Una de las películas mas interesantes sobre el tema es “The Girl”, trabajo de Julian Jarrold de 2012, producida para HBO. Trata la obsesión de Alfred Hickcock, en la cima de su fama, por la actriz Tippi Hedren, con la que rodó dos de sus mas famosas películas (“Los pájaros”, en 1963, y “Marnie la ladrona”, en 1964).
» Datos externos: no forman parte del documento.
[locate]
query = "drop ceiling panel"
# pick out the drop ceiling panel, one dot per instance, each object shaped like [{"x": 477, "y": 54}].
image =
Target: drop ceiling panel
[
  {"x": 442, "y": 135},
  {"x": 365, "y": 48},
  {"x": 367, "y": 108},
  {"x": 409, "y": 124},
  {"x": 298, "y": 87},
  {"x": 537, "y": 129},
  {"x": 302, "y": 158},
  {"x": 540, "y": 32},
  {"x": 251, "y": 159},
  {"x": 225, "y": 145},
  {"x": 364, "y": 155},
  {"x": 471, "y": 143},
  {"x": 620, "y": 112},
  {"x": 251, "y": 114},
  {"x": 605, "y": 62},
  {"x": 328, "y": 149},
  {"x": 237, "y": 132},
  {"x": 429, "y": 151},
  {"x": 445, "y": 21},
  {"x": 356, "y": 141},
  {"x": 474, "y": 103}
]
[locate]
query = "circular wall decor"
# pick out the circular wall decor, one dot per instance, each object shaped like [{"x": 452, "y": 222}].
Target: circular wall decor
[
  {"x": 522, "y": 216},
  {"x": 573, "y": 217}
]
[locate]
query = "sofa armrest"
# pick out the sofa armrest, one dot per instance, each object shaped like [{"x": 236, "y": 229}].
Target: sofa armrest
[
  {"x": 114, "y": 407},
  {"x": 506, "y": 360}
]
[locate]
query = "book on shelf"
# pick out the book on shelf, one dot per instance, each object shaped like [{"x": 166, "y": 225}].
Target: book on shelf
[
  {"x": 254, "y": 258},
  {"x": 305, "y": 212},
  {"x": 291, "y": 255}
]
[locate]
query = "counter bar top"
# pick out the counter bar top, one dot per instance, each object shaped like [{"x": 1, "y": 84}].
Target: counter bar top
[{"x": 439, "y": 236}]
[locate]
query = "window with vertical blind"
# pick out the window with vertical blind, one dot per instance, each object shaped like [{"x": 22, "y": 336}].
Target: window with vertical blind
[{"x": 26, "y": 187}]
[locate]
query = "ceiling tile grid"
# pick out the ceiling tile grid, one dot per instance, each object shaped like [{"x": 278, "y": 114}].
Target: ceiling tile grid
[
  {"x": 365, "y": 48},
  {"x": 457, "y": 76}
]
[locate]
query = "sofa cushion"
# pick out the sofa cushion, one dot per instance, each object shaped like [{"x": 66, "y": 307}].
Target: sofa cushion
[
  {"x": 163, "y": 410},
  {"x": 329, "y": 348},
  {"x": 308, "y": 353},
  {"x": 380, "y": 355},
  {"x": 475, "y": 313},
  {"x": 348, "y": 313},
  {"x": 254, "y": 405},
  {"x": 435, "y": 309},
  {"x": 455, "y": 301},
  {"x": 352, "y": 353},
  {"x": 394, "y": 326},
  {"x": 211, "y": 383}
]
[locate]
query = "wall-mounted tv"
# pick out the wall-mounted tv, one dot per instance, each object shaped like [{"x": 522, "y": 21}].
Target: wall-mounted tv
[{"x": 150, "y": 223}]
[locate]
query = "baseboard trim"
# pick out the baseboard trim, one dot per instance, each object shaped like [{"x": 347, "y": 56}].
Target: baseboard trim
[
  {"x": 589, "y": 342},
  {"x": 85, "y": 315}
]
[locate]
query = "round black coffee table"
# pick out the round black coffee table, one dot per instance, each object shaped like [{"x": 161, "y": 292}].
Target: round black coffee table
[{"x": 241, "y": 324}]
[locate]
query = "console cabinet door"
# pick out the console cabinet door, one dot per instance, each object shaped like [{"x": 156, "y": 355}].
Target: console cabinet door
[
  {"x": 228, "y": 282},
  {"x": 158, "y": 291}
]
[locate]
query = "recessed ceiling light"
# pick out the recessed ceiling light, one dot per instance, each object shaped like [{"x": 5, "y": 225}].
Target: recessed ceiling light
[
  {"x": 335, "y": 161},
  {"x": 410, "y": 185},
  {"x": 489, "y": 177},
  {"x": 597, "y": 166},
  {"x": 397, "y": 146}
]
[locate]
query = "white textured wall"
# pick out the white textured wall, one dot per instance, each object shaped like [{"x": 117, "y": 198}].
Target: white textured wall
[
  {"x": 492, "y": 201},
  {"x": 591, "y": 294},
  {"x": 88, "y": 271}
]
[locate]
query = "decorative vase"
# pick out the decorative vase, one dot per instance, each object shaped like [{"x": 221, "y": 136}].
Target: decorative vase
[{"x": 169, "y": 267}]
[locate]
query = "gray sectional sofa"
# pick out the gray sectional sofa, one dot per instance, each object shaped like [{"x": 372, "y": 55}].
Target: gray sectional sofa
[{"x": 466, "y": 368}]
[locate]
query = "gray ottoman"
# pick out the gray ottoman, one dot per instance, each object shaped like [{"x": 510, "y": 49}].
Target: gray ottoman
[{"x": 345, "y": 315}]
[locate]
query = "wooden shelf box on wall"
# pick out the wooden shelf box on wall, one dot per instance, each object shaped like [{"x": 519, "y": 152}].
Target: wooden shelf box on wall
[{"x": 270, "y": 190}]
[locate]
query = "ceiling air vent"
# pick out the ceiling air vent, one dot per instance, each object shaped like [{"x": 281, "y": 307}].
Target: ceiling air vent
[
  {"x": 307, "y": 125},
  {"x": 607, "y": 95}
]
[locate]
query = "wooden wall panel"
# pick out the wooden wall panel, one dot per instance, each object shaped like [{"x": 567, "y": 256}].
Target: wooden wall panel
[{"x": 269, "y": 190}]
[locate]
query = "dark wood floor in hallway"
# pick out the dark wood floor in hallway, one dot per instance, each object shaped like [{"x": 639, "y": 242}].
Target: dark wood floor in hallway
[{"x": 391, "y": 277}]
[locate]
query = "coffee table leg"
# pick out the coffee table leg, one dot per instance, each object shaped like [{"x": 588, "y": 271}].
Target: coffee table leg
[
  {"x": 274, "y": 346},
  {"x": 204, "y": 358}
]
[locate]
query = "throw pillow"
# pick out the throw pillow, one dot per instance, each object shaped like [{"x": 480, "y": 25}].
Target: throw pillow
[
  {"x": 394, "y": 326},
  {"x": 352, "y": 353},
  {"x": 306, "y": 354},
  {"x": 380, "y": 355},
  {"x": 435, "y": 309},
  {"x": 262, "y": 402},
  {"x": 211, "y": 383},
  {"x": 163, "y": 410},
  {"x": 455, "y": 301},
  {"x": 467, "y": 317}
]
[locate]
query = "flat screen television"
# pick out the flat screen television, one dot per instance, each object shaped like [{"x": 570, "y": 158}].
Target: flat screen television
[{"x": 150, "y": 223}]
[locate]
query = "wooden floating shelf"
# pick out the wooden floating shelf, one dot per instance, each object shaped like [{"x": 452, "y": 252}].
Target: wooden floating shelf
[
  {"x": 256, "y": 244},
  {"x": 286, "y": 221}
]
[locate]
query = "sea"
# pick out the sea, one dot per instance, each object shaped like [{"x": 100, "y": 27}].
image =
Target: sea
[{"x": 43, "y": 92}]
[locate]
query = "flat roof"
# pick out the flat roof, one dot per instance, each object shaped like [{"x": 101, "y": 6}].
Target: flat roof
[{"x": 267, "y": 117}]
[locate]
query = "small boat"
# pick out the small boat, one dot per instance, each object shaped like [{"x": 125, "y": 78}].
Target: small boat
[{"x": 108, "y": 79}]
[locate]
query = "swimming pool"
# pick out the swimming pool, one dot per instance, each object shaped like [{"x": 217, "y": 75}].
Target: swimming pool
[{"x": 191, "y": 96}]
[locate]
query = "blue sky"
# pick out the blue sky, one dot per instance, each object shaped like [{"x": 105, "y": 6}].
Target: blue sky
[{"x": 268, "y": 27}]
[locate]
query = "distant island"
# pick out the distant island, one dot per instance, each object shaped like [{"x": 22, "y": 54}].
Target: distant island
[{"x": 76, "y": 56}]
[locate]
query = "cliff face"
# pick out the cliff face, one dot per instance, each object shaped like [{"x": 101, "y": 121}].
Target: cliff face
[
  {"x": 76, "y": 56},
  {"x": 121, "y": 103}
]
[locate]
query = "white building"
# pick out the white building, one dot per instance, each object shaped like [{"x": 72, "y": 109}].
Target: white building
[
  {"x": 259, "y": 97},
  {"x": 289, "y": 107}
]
Las negativas de Hedren a acceder a los deseos sexuales del director británico la supuso abusos y humillaciones por parte de Hitchcock, incluyendo la repetición en innumerables ocasiones de la escena en la que es atacada por cientos de pájaros en el ático, usando pájaros de verdad que la provocaron múltiples heridas.

La condena de Harvey Weinstein ha sacudido a Hollywood y puede que acabe definitivamente con una cultura que parecía aceptar, permitir u obviar abusos de todo tipo (de mayor o menor magnitud) en la industria, pero el alcance de todo esto no lo veremos en bastante tiempo. ¡Y espero que sean positivas!